From The City of God, Preface xiv.58 (426)

I am aware how difficult it is to convince the proud of the power and excellence of humility, an excellence which makes it soar above all the summits of this world, which sway in their temporal instability, overtaking them all with an eminence not arrogated by human pride, but granted by divine grace. For the King and Founder of this city has revealed in the Scriptures of his people the following statement of the divine law: “God resists the proud, but gives grace to the humble.” This is the prerogative of God; but the human spirit in its arrogance and swelling pride has claimed it as its own.

It is evident that the two cities of which I speak were created by two kinds of love: the earthly city was created by self-love reaching the point of contempt for God, the heavenly city by the love of God carried as far as contempt for self.

In fact, whereas the earthly city glories in itself, the heavenly city glories only in its Lord. The former looks for the glory bestowed by mere mortals, the latter finds its highest glory in God, the witness of a good conscience. The earthly city lifts up its head in its own glory, the heavenly city says to its God: “You are my glory and the lifter up of my head.”

In the former, the lust for power controls its functionaries and determines the fate of the nations it subjugates; in the other those put in authority and those under them serve one another in love, the rulers y their counsel, the citizens by their obedience. The one city loves its own strength shown in powerful leaders, the other says to God, “I will love you, my Lord, my strength.”

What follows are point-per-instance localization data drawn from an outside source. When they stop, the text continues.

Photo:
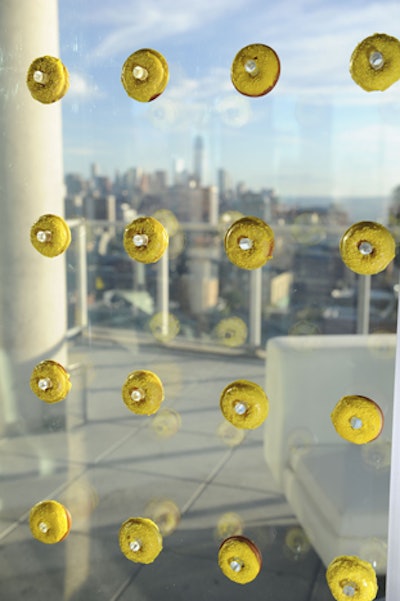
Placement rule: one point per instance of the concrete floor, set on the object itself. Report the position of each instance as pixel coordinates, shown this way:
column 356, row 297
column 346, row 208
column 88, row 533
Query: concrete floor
column 108, row 464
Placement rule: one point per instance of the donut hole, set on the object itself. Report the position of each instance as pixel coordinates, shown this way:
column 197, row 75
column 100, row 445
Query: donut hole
column 240, row 407
column 236, row 564
column 140, row 240
column 137, row 395
column 376, row 60
column 349, row 588
column 356, row 422
column 365, row 248
column 245, row 243
column 40, row 77
column 140, row 73
column 135, row 545
column 250, row 66
column 44, row 236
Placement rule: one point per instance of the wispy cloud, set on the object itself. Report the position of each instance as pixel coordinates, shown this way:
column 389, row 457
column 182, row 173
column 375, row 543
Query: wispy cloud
column 81, row 88
column 141, row 20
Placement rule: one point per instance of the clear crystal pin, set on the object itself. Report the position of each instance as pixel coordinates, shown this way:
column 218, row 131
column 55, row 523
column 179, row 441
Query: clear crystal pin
column 140, row 73
column 135, row 546
column 43, row 236
column 236, row 565
column 240, row 408
column 376, row 60
column 245, row 243
column 43, row 527
column 365, row 247
column 44, row 384
column 140, row 240
column 136, row 395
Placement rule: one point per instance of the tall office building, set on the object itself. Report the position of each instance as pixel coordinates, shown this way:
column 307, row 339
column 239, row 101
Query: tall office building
column 198, row 159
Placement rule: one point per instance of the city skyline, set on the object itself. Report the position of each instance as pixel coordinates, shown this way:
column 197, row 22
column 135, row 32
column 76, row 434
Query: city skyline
column 316, row 133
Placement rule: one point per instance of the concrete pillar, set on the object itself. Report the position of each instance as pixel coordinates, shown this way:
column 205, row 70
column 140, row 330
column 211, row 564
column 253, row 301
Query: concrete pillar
column 32, row 287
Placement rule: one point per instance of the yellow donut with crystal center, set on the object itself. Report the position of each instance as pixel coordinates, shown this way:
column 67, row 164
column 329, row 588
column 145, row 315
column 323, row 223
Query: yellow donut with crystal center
column 145, row 240
column 357, row 419
column 143, row 392
column 239, row 559
column 249, row 243
column 375, row 62
column 350, row 577
column 140, row 540
column 50, row 235
column 244, row 404
column 50, row 381
column 367, row 248
column 47, row 79
column 255, row 70
column 145, row 75
column 231, row 331
column 50, row 522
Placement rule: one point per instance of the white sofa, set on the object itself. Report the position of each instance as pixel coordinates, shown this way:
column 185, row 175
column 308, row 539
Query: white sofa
column 338, row 491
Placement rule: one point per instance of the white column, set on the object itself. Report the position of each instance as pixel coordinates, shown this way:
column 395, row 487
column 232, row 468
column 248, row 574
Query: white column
column 32, row 287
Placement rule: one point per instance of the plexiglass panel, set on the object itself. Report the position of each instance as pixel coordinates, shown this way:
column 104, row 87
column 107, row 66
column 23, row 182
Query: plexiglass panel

St. Augustine (354-430) was a theologian and philosopher who served as Bishop of Hippo Regius in North Africa. He was a voluminous author, whose writings about God’s grace, the Sacraments, and the Church have been profoundly influential in the development of Western Christianity. The City of God, his greatest work, explicates human history as a perpetual conflict between the earthly city and the city of God, and considers the nature of sin and salvation, divine Providence, and other related topics. His feast day is August 26.